BAKERSFIELD, Calif. (KGET) – The politicians we know. We see them on TV on a regular basis, read their names in the paper. And that’s in non-election years. The ones who actually do the work, draw up the plans, schedule the crews, coordinate with the contractors – those government officials we don’t hear from nearly as often. Even if they’ve been at it for 40 years. Even if – on their watch – the human footprint on this county – geographically larger than six separate U.S. states – more than doubled and now approaching a million.
Say hello to Kern County Public Works Director Craig Pope, and while you’re at it, say goodbye.
Pope is retiring after 40 years working in public works and its governmental subsidiary the county roads department, including 28 years as a department director. His last day is Friday.

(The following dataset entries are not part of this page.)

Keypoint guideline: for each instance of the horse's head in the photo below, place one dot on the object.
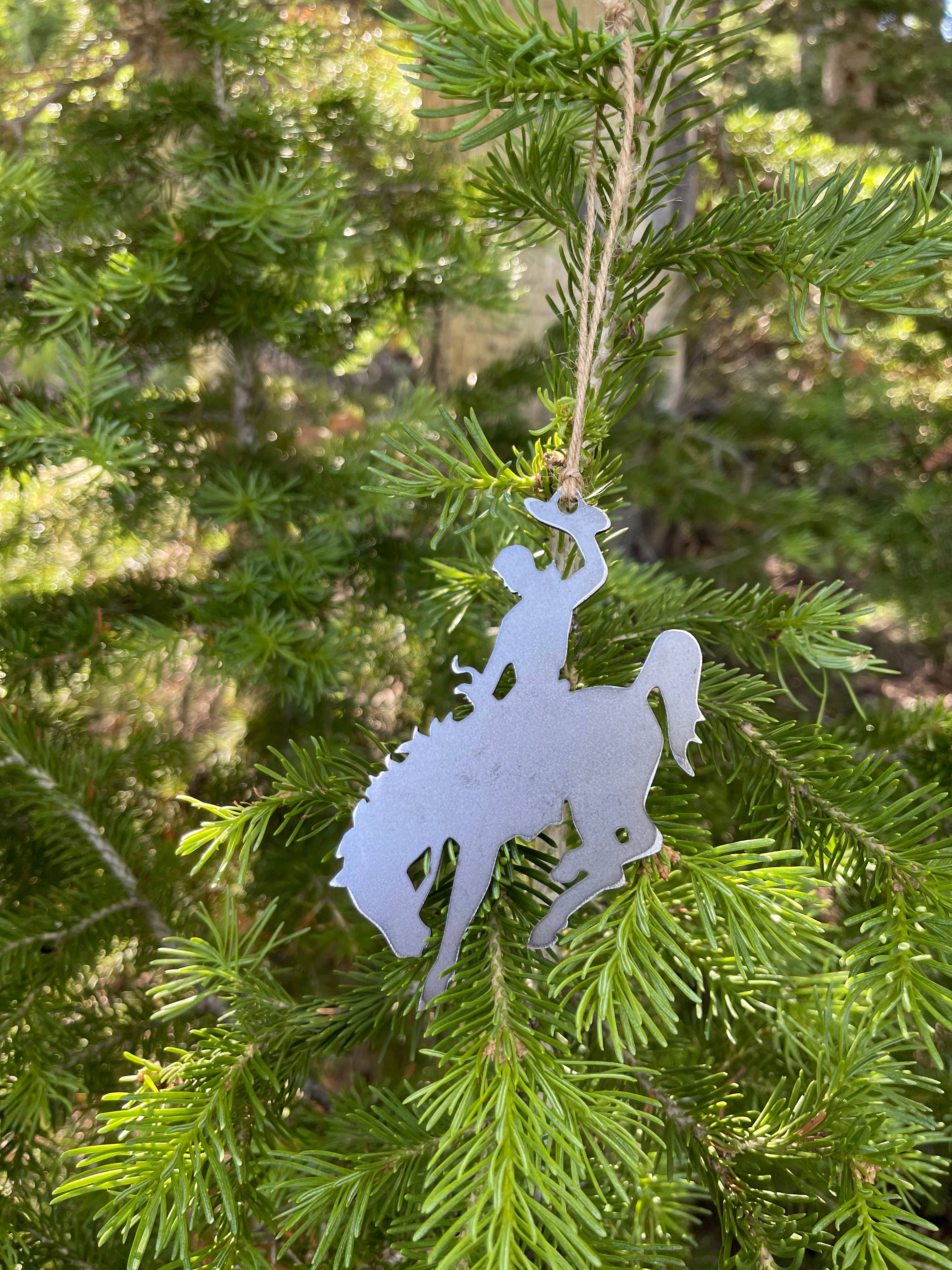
(381, 890)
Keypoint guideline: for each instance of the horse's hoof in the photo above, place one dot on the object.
(542, 939)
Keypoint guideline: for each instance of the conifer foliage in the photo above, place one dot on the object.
(753, 1025)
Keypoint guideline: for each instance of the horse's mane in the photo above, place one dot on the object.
(412, 755)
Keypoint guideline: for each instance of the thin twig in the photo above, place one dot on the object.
(70, 931)
(61, 89)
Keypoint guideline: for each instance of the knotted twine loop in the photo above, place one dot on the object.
(619, 18)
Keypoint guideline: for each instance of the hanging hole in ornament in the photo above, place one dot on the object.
(419, 870)
(507, 683)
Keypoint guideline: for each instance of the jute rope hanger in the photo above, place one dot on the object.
(619, 18)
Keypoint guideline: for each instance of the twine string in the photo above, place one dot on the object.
(619, 17)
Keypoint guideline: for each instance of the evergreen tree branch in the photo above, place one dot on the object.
(70, 931)
(106, 851)
(59, 91)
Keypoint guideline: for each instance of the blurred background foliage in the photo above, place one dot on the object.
(229, 263)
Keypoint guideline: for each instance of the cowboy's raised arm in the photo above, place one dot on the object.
(582, 525)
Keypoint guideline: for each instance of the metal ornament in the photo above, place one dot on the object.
(509, 768)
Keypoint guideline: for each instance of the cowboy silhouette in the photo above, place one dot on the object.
(534, 637)
(508, 770)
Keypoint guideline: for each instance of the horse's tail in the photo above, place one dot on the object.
(673, 666)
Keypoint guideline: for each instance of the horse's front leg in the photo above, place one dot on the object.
(602, 859)
(474, 873)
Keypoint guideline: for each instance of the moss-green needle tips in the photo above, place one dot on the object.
(509, 768)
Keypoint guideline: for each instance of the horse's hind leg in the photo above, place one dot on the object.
(602, 858)
(474, 873)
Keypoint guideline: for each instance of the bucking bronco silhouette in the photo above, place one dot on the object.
(509, 768)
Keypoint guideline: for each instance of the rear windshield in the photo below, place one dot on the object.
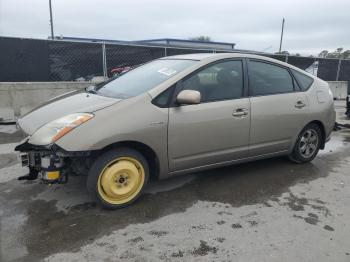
(143, 78)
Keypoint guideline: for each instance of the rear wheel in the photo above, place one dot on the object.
(307, 145)
(118, 177)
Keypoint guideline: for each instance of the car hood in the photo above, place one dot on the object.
(73, 102)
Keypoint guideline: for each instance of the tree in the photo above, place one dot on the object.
(202, 38)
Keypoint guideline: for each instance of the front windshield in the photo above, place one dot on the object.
(143, 78)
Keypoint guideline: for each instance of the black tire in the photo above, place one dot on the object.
(101, 163)
(297, 155)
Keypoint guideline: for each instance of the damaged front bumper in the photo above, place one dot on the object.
(50, 163)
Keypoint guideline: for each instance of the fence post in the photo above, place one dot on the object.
(104, 60)
(313, 68)
(338, 70)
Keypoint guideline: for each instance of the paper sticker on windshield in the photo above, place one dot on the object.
(167, 71)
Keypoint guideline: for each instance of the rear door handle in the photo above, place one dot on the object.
(240, 112)
(300, 104)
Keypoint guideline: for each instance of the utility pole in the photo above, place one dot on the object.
(281, 36)
(51, 21)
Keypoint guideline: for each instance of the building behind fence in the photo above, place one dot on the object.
(23, 60)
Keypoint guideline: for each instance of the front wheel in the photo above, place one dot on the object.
(307, 145)
(118, 177)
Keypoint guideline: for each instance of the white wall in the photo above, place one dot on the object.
(17, 98)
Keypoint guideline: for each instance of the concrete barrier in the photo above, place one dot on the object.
(339, 89)
(17, 98)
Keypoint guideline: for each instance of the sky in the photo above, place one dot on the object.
(310, 27)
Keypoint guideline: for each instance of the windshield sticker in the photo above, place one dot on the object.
(167, 71)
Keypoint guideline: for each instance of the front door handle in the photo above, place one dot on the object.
(300, 104)
(240, 112)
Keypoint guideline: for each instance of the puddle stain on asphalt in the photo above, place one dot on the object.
(47, 230)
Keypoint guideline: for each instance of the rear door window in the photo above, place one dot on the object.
(268, 79)
(221, 81)
(304, 81)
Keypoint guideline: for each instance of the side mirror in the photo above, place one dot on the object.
(188, 97)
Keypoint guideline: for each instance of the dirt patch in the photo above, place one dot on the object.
(158, 233)
(329, 228)
(136, 240)
(236, 226)
(178, 254)
(204, 249)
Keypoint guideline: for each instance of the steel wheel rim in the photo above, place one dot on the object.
(308, 143)
(121, 180)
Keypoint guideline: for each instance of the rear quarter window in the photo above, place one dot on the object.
(304, 81)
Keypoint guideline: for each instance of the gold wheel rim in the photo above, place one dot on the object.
(121, 180)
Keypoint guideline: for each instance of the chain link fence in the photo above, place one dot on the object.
(58, 60)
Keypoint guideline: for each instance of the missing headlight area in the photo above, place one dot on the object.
(51, 164)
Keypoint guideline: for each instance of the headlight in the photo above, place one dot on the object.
(54, 130)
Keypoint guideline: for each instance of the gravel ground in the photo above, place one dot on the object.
(269, 210)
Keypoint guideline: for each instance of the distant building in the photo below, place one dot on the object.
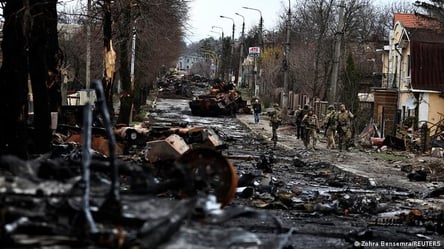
(186, 62)
(413, 75)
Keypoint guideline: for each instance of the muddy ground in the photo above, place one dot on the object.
(287, 197)
(322, 196)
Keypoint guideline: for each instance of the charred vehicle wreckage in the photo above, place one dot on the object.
(88, 194)
(170, 185)
(223, 99)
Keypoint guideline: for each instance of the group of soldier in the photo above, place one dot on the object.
(336, 122)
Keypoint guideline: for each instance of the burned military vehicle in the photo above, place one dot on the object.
(222, 100)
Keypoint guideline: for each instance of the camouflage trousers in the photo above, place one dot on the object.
(331, 144)
(310, 137)
(344, 137)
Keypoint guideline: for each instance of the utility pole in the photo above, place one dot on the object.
(88, 48)
(241, 52)
(286, 57)
(337, 55)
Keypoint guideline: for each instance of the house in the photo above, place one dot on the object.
(413, 76)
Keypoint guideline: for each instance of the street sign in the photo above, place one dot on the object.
(254, 51)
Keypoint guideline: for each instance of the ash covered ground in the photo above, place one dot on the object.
(286, 197)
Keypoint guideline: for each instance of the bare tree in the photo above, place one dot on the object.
(30, 54)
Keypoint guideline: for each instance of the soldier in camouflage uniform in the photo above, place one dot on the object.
(330, 127)
(311, 125)
(275, 121)
(343, 119)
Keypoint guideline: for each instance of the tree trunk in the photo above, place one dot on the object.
(28, 50)
(127, 98)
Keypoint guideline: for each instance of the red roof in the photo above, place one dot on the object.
(415, 21)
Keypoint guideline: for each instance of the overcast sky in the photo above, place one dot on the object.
(206, 13)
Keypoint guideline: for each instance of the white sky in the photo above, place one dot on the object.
(206, 13)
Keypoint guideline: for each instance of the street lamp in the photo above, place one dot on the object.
(241, 50)
(232, 45)
(261, 44)
(261, 24)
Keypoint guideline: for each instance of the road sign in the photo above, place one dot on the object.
(254, 51)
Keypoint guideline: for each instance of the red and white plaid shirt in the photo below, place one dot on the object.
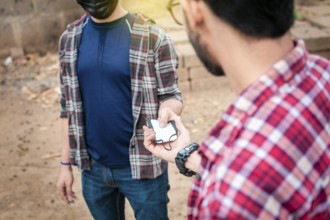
(269, 155)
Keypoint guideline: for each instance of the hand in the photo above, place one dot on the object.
(64, 185)
(165, 114)
(158, 149)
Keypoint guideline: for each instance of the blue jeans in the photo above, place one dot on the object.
(104, 190)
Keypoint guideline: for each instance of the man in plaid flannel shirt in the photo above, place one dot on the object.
(268, 157)
(148, 77)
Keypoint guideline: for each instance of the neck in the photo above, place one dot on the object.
(245, 60)
(117, 13)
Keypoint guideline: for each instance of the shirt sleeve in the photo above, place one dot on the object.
(61, 54)
(247, 185)
(166, 63)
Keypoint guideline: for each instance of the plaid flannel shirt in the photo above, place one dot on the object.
(153, 80)
(269, 155)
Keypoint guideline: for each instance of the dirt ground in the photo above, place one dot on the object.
(30, 140)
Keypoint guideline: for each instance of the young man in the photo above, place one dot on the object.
(268, 156)
(117, 69)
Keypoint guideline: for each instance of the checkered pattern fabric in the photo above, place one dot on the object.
(269, 155)
(153, 64)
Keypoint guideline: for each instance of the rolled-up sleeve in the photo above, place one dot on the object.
(166, 63)
(61, 53)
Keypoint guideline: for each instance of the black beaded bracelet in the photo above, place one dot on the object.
(65, 164)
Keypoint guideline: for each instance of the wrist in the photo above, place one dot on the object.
(187, 169)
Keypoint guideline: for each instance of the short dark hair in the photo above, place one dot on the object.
(256, 18)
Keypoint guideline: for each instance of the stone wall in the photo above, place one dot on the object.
(34, 25)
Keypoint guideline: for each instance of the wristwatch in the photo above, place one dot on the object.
(182, 156)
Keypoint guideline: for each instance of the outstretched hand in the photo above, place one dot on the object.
(159, 149)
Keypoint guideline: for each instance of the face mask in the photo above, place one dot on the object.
(99, 9)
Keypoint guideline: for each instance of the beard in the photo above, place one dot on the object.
(204, 56)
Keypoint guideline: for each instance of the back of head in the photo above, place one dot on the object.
(256, 18)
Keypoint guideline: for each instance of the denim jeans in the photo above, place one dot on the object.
(104, 190)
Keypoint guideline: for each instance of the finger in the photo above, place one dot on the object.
(62, 193)
(69, 192)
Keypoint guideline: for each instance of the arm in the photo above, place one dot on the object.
(168, 109)
(65, 180)
(166, 62)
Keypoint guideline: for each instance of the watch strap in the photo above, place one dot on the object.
(182, 157)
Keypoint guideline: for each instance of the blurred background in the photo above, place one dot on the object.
(29, 100)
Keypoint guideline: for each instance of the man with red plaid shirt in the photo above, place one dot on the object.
(268, 157)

KGET News asked him what he’s most proud of.
“The bike trail is a fun one,” he said. “I love to get behind the projects the public gets behind because then it’s just … joy. It’s funny because I was up in Tehachapi last week and I drove the back way in and there were a dozen people on the overlook of the rail. That Tehachapi Loop up there – and there are a dozen people using it. It’s like, yay! That’s what it was built for, you know?”
Not every goal was achieved. He’s saving a few things for the interim director.
“In my world, nothing is ever finished,” he said. “I have been in an organization that does maintenance, you know, road maintenance – that’s never done. It’s kind of like painting the Golden Gate Bridge. At least they get to one end sooner or later. We never get to the end. We’ve got 3,300 miles of road.”
So, next time you drive from Frazier Park to Ridgecrest, or Buttonwillow to Rosamond, with nary a pothole along the way – well, very few – thank Craig Pope, the man who made it his life’s work to make your experiences on the road, at the landfill, in the construction permitting process, as painless as government can conceivably make them.